Do Wal-Mart employees have their own welfare benefits that Target employees can't receive? Does Wal-Mart have its own tax incentives that other competitors can't receive?

I think Luke O is worrying about a different question, one that sensibly tries to infer the ultimate market equilibrium that may result from the innovative stategy of an individual firm.

Suppose Company A is indifferent between paying workers $6/hour without health insurance, or offering them $5/hour and using the difference to buy a group insurance plan for those it employs. Suppose Company A settles on the latter combination--lower wage plus private insurance benefit--and is content that it gets the satisfied employees it is looking for.

Now suppose Company B comes along and notices that there are plenty of potential employees around (elastic wages), and they'll all happily work for somewhere between $5/hour and $6/hour without being offered any insurance benefits. We can even imagine that $5.01/hour is the market wage without insurance benefits.

Now Company B can definitely underprice Company A for selling identical products.

Now, if an employee at Company A gets sick, he surely uses his private insurance plan, which presumably dominates the government's welfare-based plan--a plan that is available to employees at both Company A and Company B. But if an employee at Company B gets sick, he definitely uses the government's welfare-based plan.

Luke's question is this: What is not being accounted for when Company B employees happen to get sick? Because there is a government-supported plan in place that requires hospitals to treat even the uninsured in some U.S. States or circumstances, those individuals get treatment at the taxpayer's expense. It's as if they have a health insurance policy after all, but without bearing the full insurance cost themselves in lower wages.
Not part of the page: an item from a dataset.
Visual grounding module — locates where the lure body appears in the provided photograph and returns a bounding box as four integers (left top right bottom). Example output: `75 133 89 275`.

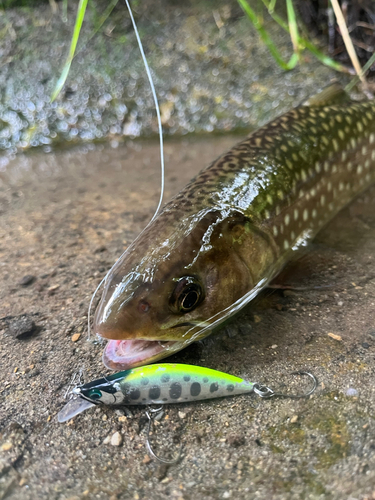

The cost is shifted to taxpayers, who have agreed to pay health care costs for the uninsured in some circumstances.

And the upshot is that the cost of the products sold at Company B is being financed by the taxpayer. That's what Luke is saying: the consumer buying products at Company B's store is able to buy goods at a price that doesn't reflect the ultimate price, which includes the ultimate insurance repercussions paid by that very same consumer as a taxpayer.

Now here's the real question Luke is asking: Is that innovation of not offering private health insurance to its employees something competitively clever that Company B is doing, something that Company A ought to be doing and is missing?

And most importantly: If Company A follows Company B's suit and quits offering private insurance, is that what we as citizens want? Which equilibrium is better for the economy as a whole--what Company A is doing, with private insurance, or what Company B is doing, to rely on the dole?

Lauren, trying to continue the goal of engaging the debate

Luke O writes:

Russ,

I agree with you that there are some things that they do better than their competitors, and that many peoples opposition to Wal-Mart is for the wrong reasons. They do some things that do bring down the costs of products and that is good. Just because they aren't local should make no difference. Their prices however are not as low as they would like you to believe. There are "hidden" costs that are difficult to see.

There are many situations where they will negotiate a temporary tax haven and offer lower prices in a given community, snuff out competition, then simply abandon the store or move or raise prices back up. They exploit the rules of the game. Did they really offer prices as low as what the people paid at check out counter? Probably not, but it is harder to see those costs, and therefore people are fooled. Lauren outlines many of the ideas I am trying to get at.

Because of the probabilistic aspect of their price people will choose Wal-Mart over the other sellers even though the long term price of both products may theoretically be similar. You might call this a price failure. Wal-Mart does violate social morals and exploits the tragedy of the commons.

Take for instance Wal-Mart’s wages. The reason that many are willing to accept the low wages at Wal-Mart is because they can fall back on the welfare state. This isn't a special advantage, but it’s certainly one that they exploit that others don't. If this did not exist the wages(and the at the counter prices) would rise as people would rebel and refuse to accept the wages without the additional government benefits. Wal-Mart's prices would not appear as low. Government programs are artificially lowering their prices.

• In 2004, a study released the UC Berkeley Labor Center found that "reliance by Wal-Mart workers on public assistance programs in California comes at a cost to taxpayers of an estimated $86 million annually; this is comprised of $32 million in health related expenses and $54 million in other assistance."
• Source: Ken Jacobs and Arindrajit Dube, "Hidden Costs of Wal-Mart Jobs" [PDF file], UC Berkeley Labor Center, August 2, 2004.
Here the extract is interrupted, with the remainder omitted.